Abstract

Curtis Dewey responds: Our article was (and is) meant to provide a review of the existing literature on the topic of feline seizure disorders as well as our clinical opinions on the subject. Individual clinicians are certainly entitled to their own opinions regarding therapeutic choices for their patients, and a respectful interchange of ideas is to be encouraged. Although we do not necessarily agree with all of the opinions of this correspondent, the letter does raise some points of discussion that are difficult to manage within the limited realm of a review article.
In our article, the statement regarding oral diazepam being contraindicated in cats was clearly stated as an opinion. It is also a very well supported and defensible opinion. The two independent reports of cats experiencing a fatal side effect associated with oral diazepam use should not be discounted because 13 years have passed since these publications, or because no further publications regarding the subject have appeared. The lack of further reports on this topic is to be expected for two reasons. One reason is that more reports of the same subject in the literature would likely be considered superfluous, both by potential authors and editors. Another potential reason is that clinicians may, in general, be more wary of using oral diazepam for feline seizures because of the fear of fatal hepatic necrosis, a fear that was non-existent prior to the independent reports by Center et al and Hughes et al in 1996. Neither of these reports addressed the incidence of this side effect, so how rare it actually is remains a mystery.
Although the evidence of efficacy of oral diazepam is largely based on clinical experience over many years, we feel that there is no validity to arguing against this drug's efficacy. We agree that it is both frustrating and unfortunate that oral diazepam has a ‘black mark’ upon it, when we know that it is an effective anti-seizure drug for cats that is usually safe to use. We did not place the black mark on diazepam, we just reminded (and justifiably so) the JFMS readers that it remains. Veterinarians are certainly allowed to use oral diazepam in cats for seizures or for any other relevant purpose. However, few would argue that close monitoring of such patients (including regular blood work to check liver enzymes) is paramount should oral diazepam be chosen as a therapy.
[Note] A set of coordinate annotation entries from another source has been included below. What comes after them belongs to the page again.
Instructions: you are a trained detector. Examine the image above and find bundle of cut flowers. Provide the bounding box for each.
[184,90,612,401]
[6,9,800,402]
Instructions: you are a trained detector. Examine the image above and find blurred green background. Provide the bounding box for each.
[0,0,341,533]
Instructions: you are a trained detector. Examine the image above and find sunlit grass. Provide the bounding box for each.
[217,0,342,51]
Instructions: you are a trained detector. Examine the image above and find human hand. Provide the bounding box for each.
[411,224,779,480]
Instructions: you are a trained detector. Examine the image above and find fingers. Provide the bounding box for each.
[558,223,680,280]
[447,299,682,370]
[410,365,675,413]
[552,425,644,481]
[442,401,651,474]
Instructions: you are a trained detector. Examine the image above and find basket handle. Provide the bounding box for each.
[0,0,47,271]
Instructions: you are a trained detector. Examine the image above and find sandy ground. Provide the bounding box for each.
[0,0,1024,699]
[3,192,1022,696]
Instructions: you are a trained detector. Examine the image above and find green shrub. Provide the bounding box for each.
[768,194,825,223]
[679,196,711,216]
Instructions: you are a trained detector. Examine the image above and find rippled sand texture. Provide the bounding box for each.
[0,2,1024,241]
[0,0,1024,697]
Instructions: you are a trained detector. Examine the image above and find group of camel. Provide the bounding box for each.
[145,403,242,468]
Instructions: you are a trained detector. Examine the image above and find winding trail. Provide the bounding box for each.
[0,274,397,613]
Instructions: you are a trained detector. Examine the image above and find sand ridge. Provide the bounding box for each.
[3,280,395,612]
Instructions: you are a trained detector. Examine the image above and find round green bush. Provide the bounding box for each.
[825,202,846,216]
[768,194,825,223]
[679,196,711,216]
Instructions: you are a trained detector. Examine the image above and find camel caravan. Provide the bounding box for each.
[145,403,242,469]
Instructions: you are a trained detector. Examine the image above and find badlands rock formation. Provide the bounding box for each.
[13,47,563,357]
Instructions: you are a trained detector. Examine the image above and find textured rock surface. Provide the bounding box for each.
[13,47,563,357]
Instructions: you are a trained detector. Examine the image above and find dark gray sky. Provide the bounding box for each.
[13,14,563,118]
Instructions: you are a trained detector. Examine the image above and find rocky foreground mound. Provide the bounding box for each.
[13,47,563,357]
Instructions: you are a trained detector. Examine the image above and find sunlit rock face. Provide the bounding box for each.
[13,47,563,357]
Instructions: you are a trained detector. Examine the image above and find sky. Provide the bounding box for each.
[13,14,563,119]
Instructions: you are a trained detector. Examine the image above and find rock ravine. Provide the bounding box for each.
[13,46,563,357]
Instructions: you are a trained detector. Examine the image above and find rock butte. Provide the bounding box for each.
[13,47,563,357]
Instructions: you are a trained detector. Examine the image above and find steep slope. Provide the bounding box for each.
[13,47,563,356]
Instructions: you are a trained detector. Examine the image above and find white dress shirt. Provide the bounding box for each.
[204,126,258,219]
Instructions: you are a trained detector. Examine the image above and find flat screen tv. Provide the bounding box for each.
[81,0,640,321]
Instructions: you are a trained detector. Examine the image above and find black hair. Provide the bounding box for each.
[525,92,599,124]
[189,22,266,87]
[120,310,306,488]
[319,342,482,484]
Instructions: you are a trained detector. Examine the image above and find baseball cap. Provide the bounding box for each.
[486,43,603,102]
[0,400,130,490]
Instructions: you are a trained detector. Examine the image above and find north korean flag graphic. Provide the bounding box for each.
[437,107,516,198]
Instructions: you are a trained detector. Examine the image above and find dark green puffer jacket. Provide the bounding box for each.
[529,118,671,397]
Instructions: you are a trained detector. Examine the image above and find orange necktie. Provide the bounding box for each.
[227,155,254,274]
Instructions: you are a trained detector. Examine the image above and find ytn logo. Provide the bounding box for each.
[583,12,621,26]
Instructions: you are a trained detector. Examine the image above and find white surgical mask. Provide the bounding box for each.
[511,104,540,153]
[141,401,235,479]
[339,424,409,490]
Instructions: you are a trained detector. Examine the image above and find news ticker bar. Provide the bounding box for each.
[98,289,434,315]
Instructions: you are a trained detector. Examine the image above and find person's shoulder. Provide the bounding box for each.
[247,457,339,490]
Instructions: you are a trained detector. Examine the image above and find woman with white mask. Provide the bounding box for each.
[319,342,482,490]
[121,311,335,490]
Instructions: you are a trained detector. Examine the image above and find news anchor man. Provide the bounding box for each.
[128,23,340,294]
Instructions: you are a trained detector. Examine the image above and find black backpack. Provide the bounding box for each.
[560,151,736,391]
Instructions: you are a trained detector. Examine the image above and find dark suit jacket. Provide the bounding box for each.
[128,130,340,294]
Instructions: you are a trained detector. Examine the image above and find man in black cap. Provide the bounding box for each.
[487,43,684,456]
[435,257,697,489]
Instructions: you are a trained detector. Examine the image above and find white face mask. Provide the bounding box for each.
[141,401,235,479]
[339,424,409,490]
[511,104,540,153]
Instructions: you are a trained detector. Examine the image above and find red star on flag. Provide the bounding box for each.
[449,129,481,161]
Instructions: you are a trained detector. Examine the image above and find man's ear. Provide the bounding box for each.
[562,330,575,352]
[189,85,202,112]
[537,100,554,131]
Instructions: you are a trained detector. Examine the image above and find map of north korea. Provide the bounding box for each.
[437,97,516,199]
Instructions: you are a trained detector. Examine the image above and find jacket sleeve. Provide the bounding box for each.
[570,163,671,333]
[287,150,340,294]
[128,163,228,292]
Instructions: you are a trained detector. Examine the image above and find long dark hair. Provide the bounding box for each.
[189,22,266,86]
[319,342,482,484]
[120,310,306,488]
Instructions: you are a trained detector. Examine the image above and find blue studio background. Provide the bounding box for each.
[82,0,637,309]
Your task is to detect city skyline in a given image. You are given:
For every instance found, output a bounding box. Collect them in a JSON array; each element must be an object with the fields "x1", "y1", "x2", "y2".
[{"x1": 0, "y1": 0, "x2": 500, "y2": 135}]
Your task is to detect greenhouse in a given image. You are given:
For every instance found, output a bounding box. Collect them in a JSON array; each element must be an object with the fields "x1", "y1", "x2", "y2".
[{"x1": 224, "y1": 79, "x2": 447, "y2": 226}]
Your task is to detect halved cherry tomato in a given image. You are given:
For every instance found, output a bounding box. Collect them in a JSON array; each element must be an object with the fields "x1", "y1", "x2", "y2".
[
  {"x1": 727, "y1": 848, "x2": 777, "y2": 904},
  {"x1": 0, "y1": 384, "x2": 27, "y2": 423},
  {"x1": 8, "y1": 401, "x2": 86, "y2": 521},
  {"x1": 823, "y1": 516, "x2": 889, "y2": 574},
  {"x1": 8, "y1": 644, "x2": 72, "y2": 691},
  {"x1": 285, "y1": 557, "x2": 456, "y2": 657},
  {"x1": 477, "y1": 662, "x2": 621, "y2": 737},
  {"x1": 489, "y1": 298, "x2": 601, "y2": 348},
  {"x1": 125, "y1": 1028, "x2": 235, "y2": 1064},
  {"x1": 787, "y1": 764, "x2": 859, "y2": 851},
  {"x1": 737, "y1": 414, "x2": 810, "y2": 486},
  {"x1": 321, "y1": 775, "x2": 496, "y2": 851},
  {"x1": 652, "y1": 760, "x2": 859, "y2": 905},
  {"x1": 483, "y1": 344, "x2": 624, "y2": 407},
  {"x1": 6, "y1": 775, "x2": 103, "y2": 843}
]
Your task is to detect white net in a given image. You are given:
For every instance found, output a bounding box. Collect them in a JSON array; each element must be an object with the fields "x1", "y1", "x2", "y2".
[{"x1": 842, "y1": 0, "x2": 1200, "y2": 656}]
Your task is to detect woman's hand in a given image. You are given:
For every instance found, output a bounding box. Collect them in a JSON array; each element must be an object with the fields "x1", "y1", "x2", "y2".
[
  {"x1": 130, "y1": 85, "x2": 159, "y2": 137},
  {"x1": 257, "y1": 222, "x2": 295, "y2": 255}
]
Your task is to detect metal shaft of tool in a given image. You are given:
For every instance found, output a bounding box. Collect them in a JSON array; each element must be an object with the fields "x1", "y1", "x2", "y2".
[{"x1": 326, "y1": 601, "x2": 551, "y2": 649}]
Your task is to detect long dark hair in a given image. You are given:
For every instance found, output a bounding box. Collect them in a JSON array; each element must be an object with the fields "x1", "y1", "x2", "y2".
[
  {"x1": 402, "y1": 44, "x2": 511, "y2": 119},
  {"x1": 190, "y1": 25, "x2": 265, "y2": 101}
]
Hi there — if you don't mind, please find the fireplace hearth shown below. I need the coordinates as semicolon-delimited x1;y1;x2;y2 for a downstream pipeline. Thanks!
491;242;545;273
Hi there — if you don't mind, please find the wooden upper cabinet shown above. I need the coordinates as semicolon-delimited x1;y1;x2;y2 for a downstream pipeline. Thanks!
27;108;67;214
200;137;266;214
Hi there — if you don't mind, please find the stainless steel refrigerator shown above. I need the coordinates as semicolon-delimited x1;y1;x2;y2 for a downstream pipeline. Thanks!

It is entirely a clinician's prerogative to choose oral diazepam over ‘medications superior in efficacy and lower in side effects’ if he or she so chooses. We completely disagree that it is ‘wrong and unfair’ to reiterate the possibility of a fatal drug side effect in a review article, or to express our opinion that other options should be chosen. We absolutely agree that it is ‘wrong and unfair’ for anti-seizure medication choices in cats to be so limited, but we are working on that.
The letter makes a valid point regarding the use of bromide in cats being contraindicated - we share this opinion. There probably should have been a text box stating our stance on bromide use in cats, as there was in the diazepam section. The adverse effect associated with bromide use in cats is not dose-or time-related and does not abate with dose reduction. These features fit with a description of ‘idiosyncratic’, but an incidence of 30–42% does not (this incidence of an adverse effect is not really ‘rare’ as the letter correctly points out). Perhaps some other terminology, like a type B drug reaction, would be more appropriate. Some of the statements in the letter regarding bromide use in cats need to be corrected for the benefit of JFMS readers. The reported incidence of the pulmonary side effect of bromide in cats is 30–12% based on two reports in the literature. It is not 50%. Of the cats reported in the literature in which respiratory signs developed while on bromide therapy, discontinuation of bromide resulted in resolution of these signs in 69%, and improvement in another 15%, for a total of 84% of cats. Perhaps the letter's author intended the phrase ‘little scientific support’ to mean that the studies that clearly documented recovery from pulmonary side effects following bromide discontinuation in cats had small case numbers. Although the evidence is anecdotal to support fatal consequences of bromide use in cats (information on VIN posts, although very useful, does belong in the anecdotal category), we do agree that this particular side effect can be life-threatening. However, the prognosis for recovery from bromide-related pulmonary dysfunction in cats should be considered to be more favorable than suggested by this letter; these cats should be afforded ample time and nursing care to recover from bromide-related pulmonary damage. In summary, we do feel that bromide use in cats is contraindicated because it is not a very effective drug choice and is potentially dangerous in this species.
We appreciate the input regarding our review article and hope that the article will instigate more discussion and questions among JFMS readers. Treatment of feline seizure disorders in cats is, as evidenced by this correspondence, a controversial subject. If applied appropriately, the energy and passion from controversy can be channeled into positive and collaborative action. At Cornell University, we have, with the help of a number of colleagues in both academia and private practice, targeted our frustrations regarding the limited drug choices for seizuring cats towards finding new therapeutic options. Oral levetiracetam appears to be very effective and safe for cats. We have recently completed a pharmacokinetic study evaluating pregabalin in normal cats. The pharmacokinetic profile for pregabalin in cats looks very favorable, and we are currently working on the manuscript and planning a clinical trial. We have already found this drug to be safe and effective in treating canine epilepsy, and hope that it will show similar promise in cats.